The Mistborn trilogy has put on a lot of weight since we started - where Mistborn: The Final Empire was tight, lean and exciting, The Well of Ascension became a bit flabby around the middle after getting bogged down with too much thinking and not enough action. The Hero of Ages tried admirably to perk itself up a bit towards its last stretch, but its ingrained bad habits proved to be just slightly too much to overcome, with too much of this feeling like a retread of what had gone before.

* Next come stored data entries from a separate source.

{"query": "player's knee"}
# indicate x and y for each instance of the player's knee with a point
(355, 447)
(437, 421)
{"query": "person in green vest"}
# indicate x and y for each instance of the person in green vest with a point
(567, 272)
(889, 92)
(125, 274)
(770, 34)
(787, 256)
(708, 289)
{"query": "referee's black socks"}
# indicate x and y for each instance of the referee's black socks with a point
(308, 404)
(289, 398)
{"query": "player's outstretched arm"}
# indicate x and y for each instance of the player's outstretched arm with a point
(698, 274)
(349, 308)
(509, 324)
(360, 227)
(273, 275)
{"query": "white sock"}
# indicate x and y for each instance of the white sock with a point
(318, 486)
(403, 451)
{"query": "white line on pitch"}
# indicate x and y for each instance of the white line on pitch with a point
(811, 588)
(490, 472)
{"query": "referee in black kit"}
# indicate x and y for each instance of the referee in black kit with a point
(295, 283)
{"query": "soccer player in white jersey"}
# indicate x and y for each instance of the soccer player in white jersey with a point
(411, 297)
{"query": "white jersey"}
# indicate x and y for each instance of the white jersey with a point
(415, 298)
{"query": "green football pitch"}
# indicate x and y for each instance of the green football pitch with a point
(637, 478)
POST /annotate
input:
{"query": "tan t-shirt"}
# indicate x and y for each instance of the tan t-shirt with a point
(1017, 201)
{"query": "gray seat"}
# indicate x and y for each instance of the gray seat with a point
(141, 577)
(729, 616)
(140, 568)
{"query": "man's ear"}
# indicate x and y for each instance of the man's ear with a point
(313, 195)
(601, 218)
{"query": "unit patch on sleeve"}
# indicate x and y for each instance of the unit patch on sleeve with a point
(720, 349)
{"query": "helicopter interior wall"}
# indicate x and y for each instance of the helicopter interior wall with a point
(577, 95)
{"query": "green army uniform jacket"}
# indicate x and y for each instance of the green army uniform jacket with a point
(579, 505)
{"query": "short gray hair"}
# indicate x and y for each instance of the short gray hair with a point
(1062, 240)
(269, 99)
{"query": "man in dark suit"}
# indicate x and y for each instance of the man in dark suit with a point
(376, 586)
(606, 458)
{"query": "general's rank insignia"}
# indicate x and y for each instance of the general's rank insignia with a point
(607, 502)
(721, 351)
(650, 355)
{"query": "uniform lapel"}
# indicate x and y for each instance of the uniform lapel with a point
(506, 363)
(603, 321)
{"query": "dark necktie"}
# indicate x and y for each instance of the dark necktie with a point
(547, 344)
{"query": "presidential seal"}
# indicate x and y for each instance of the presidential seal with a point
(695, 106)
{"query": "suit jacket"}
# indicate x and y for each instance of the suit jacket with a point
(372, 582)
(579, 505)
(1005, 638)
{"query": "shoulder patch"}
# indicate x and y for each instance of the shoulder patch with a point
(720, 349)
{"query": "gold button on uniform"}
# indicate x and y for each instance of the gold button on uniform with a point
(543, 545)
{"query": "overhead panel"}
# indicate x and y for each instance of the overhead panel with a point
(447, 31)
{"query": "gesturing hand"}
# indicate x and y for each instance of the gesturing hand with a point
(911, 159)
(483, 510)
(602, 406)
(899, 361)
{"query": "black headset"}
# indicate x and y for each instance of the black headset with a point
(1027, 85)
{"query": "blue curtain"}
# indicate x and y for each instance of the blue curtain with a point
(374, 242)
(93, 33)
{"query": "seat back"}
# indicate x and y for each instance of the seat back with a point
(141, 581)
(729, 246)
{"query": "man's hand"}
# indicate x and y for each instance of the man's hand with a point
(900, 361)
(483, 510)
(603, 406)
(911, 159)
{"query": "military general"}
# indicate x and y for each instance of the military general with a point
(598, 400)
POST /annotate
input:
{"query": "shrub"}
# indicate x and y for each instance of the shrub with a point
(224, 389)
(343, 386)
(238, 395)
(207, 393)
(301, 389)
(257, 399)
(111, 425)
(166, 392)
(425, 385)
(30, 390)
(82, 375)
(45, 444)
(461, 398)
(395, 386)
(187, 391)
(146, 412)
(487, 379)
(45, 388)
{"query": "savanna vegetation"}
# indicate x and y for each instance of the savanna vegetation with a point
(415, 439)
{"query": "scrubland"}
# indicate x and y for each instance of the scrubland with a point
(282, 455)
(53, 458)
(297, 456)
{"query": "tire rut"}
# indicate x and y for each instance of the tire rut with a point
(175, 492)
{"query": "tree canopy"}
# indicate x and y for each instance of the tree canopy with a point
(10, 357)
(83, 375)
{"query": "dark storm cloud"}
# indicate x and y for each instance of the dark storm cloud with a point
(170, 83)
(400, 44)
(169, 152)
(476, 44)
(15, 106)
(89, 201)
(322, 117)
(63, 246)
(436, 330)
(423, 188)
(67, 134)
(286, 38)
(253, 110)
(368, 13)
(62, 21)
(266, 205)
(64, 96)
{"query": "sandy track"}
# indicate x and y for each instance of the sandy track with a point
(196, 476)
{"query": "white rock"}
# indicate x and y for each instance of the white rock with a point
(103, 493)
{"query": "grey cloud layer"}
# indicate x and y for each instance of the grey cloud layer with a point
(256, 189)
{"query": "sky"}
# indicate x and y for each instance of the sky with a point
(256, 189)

Having ended The Well of Ascension with Vin having been tricked into releasing Ruin into the world and with Elend Venture reanimated as a Mistborn, we pick back up to find the world still dying - the killing mists now come during the day as well as at night, and every day sees ash fall more thickly while the Venture crew are busy tracking down the secret caches left by the Lord Ruler in preparation for the end of the world. Which is how we find ourselves having yet another siege, with Elend this time at the head of the besieging army. Thankfully, this time around Vin isn't quite so riddled with self-doubt, but unfortunately that doesn't mean we've seen the back of all the whining. It's just Sazed's turn this time.


With the besieging and the whining taking up a good three quarters of the book, I started to take less and less kindly towards it as time went on and, where I'd previously at least enjoyed the characters that were being put in such a predicament, I started getting irritated that those that had fleshed out the crew were mostly forgotten and shoved towards the sidelines while those that remained in the spotlight were no longer very interesting. Where I'd previously thought Vin a bit of a badass, I now couldn't care less which metals she flared as she took down thousands upon thousands of enemies all by herself. And while I appreciated the work that had gone into crafting Ruin's long-con, I couldn't help but feel it would have been helped by some judicious editing during The Siege 2: This Time It's Less Interesting to have brought a little more of the excitement of the last quarter of the book to the 500+ pages that preceded it. 



Don't get me wrong, this is still a series I enjoyed, with an especially blistering opener. It's just a shame that the excitement didn't last.